Shopify Integration Boosts Roku Ads Manager
Roku has launched Roku Ads Manager, a self-service CTV performance solution featuring the first-ever Shopify Inc SHOP integration for shoppable campaigns. This new platform is designed to help direct-to-consumer brands of all sizes easily purchase CTV video ads, offering a familiar buying experience similar to search and social.
Louqman Parampath, Roku's VP of Product Management, emphasized the platform's advantage: "Roku Ads Manager is uniquely positioned to offer data, optimization, and ad formats that no other CTV self-serve solution has." The integration with Shopify enhances reach for merchants, creating a new sales channel with shoppable ads.
Roku Management Doubling Down On Partnerships
With management doubling down on third-party partnerships and home screen changes, the streaming giant is eyeing a revenue boost that could turn heads as early as the fourth quarter of 2025. Partnerships with The Trade Desk Inc TTD are also nearing completion, positioning Roku for potential ad revenue growth.
While Roku's CFO Dan Jedda and IR head Conrad Grodd laid out the company's priorities, the spotlight was on how Roku plans to balance revenue expansion with profitability.
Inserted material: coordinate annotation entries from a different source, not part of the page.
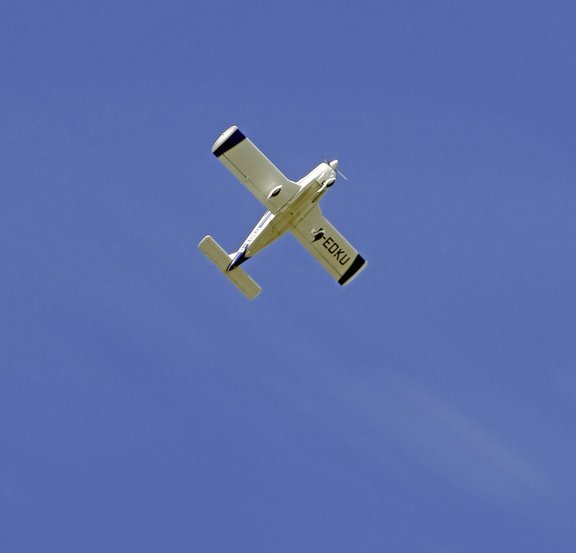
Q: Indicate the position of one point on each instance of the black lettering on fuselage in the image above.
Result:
(336, 250)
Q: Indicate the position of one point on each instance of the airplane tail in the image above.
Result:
(215, 253)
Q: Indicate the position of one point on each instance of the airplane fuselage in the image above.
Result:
(274, 224)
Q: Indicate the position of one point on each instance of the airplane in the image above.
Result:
(290, 206)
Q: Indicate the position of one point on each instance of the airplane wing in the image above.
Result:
(249, 165)
(328, 246)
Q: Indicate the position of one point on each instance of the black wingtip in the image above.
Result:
(228, 139)
(357, 264)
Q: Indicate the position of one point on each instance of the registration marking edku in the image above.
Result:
(334, 248)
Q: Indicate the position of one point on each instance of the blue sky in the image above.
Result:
(146, 406)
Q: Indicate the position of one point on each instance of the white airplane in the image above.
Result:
(291, 206)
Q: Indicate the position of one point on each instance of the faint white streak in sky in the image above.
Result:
(390, 416)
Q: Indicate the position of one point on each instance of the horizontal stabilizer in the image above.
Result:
(214, 252)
With platform growth initiatives set to be funded by reallocating existing operational expenses (nearly $2 billion in 2024), Roku is aiming to keep its spending lean.
This belt-tightening has led JPMorgan's Cory Carpenter to raise his price target on Roku from $80 to $90, citing increased confidence in the company's ability to grow earnings without breaking the bank.
Needham’s $100 Price Target Adds More Fuel To The Fire
Adding to the optimism, Needham has upgraded Roku’s price target to $100, reiterating their Buy rating. Analyst Laura Martin emphasized Roku’s strong strategic position in the U.S. over-the-top (OTT) and connected-TV (CTV) ecosystems.
With Roku devices now in 50% of U.S. broadband homes, the company is the largest streaming distribution platform, making it highly attractive to advertisers.
According to Needham, Roku benefits from a total addressable market (TAM) of around $62 billion in traditional linear TV advertising revenue for 2023. Roku's impressive cost control and tactical moves to become an “arms dealer” of streaming—similar to how Apple's iOS platform operates—reinforce Needham's bullish outlook.
This potential, combined with its large CTV ad inventory and projected industry growth of 15-17% in 2024, paints a picture of significant valuation upside.
Technicals Point To A Strong Bullish Run—For Now
On the technical front, Roku is flashing bullish signals, with its stock price of $74.67 above key moving averages.
Chart created using Benzinga Pro
However, some selling pressure indicates a possible risk of bearish movement in the near future, so cautious optimism might be the best approach.